MIPCA: Multiple Imputation with PCA
In missMDA: Handling Missing Values with Multivariate Data Analysis

MIPCA

R Documentation

Multiple Imputation with PCA

Description

MIPCA performs Multiple Imputation with a PCA model. Can be used as a preliminary step to perform Multiple Imputation in PCA.

Usage

MIPCA(X, ncp = 2, scale = TRUE, method=c("Regularized","EM"), threshold = 1e-04, 
    nboot = 100,  method.mi="Boot", Lstart=1000, L=100, verbose=FALSE)

Arguments

`X`	a data.frame with continuous variables containing missing values
`ncp`	integer corresponding to the number of components used to reconstruct data with the PCA reconstruction formulae
`scale`	boolean. By default TRUE leading to a same weight for each variable
`method`	"Regularized" by default or "EM"
`threshold`	the threshold for the criterion convergence
`nboot`	the number of imputed datasets
`method.mi`	a string. If "Bayes", the uncertainty on the parameters of the imputation model is taken into account using a Bayesian treatment of PCA. By default "Boot" leading to a MI which reflect uncertainty a bootstrap procedure. See details.
`Lstart`	number of iterations for the burn-in period (only used if method.mi="Bayes")
`L`	number of skipped iterations to keep one imputed data set after the burn-in period (only used if method.mi="Bayes")
`verbose`	use verbose=TRUE for screen printing of iteration numbers

Details

MIPCA generates nboot imputed datasets from a PCA model. The observed values are the same from one dataset to the others whereas the imputed values change. The variation among the imputed values reflects the variability with which missing values can be predicted. The multiple imputation is proper in the sense of Little and Rubin (2002) since it takes into account the variability of the parameters. Two versions are available: multiple imputation using a parametric bootstrap (Josse, J., Husson, F. (2010)) and multiple imputation using a Bayesian treatment of the PCA model (Audigier et al 2015). The methods differ by the way in which the variability due to missing values is reflected. The method used is controlled by the method.mi argument. By default, MIPCA uses the parametric bootstrap method.mi="Boot". This bootstrap method is more recommended to evaluate uncertainty in PCA (through confidence ellipses). Otherwise, the Bayesian method can be used by specifying the argument method.mi="Bayes". It is based on an iterative algorithm which alternates imputation of the data set and draw of the PCA parameters in a posterior distribution. These steps are repeated Lstart times to reach a convergence. Then, one imputed data set is kept each L iterations to ensure independence between imputed values from a data set to another. The Bayesian method is more recommanded to apply a statistical method on an incomplete data set.

Value

`res.imputePCA`	A matrix corresponding to the imputed dataset obtained with the function imputePCA (the completed dataset)
`res.MI`	A list of data frames corresponding to the nboot imputed data sets
`call`	the matched call

Author(s)

Francois Husson francois.husson@institut-agro.fr, Julie Josse julie.josse@polytechnique.edu and Vincent Audigier

References

Josse, J., Husson, F. (2011). Multiple Imputation in PCA. Advances in Data Analysis and Classification.

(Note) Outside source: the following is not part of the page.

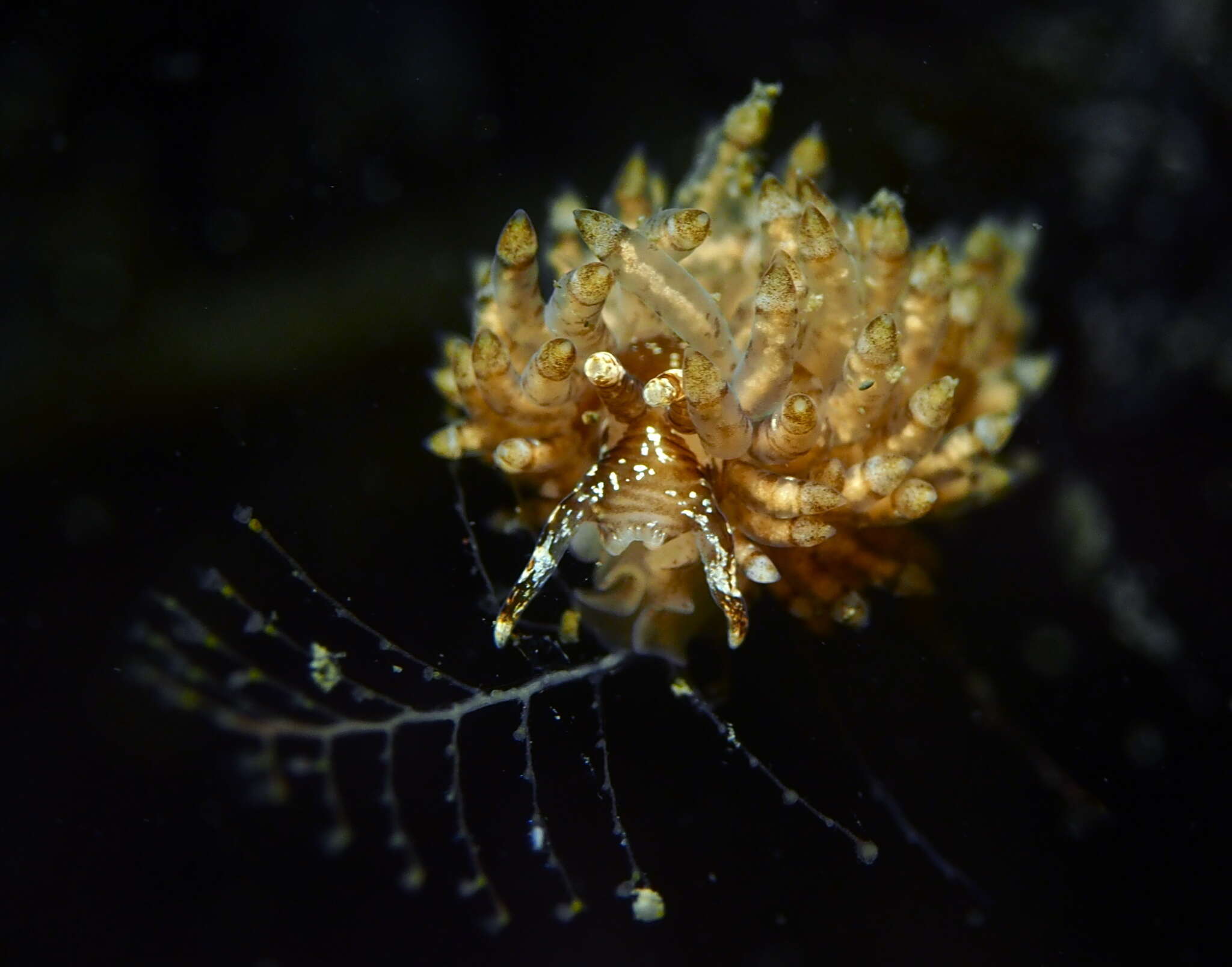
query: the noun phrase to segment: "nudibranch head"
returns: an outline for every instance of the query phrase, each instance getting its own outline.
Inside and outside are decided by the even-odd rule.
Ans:
[[[494,463],[541,528],[498,644],[567,549],[595,562],[577,599],[616,645],[681,658],[721,615],[734,647],[759,584],[860,626],[870,585],[930,586],[899,525],[1010,482],[997,453],[1050,370],[1019,352],[1027,235],[913,249],[893,192],[848,212],[818,187],[816,128],[759,180],[777,95],[753,85],[670,207],[634,153],[607,211],[561,198],[546,253],[515,212],[477,273],[472,338],[435,373],[457,419],[429,447]]]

Audigier, V. Josse, J., Husson, F. (2015). Multiple imputation for continuous variables using a Bayesian principal component analysis. Journal of Statistical Computation and Simulation.

Little R.J.A., Rubin D.B. (2002) Statistical Analysis with Missing Data. Wiley series in probability and statistics, New-York.

Examples

## Not run: 
#########################################################
## Multiple Imputation for visualization on the PCA map
#########################################################

data(orange)
## First the number of components has to be chosen 
##   (for the reconstruction step)
nb <- estim_ncpPCA(orange,ncp.max=4)

## Multiple Imputation
resMI <- MIPCA(orange,ncp=2)

## Visualization on the PCA map
plot(resMI)

#########################################################
## Multiple Imputation for applying statistical methods
(Bayesian method)
#########################################################
data(ozone)

## First the number of components has to be chosen 
nb <- estim_ncpPCA(ozone[,1:11])

## Multiple Imputation with Bayesian method
res.BayesMIPCA<-MIPCA(ozone[,1:11],ncp=2,method.mi="Bayes",verbose=TRUE)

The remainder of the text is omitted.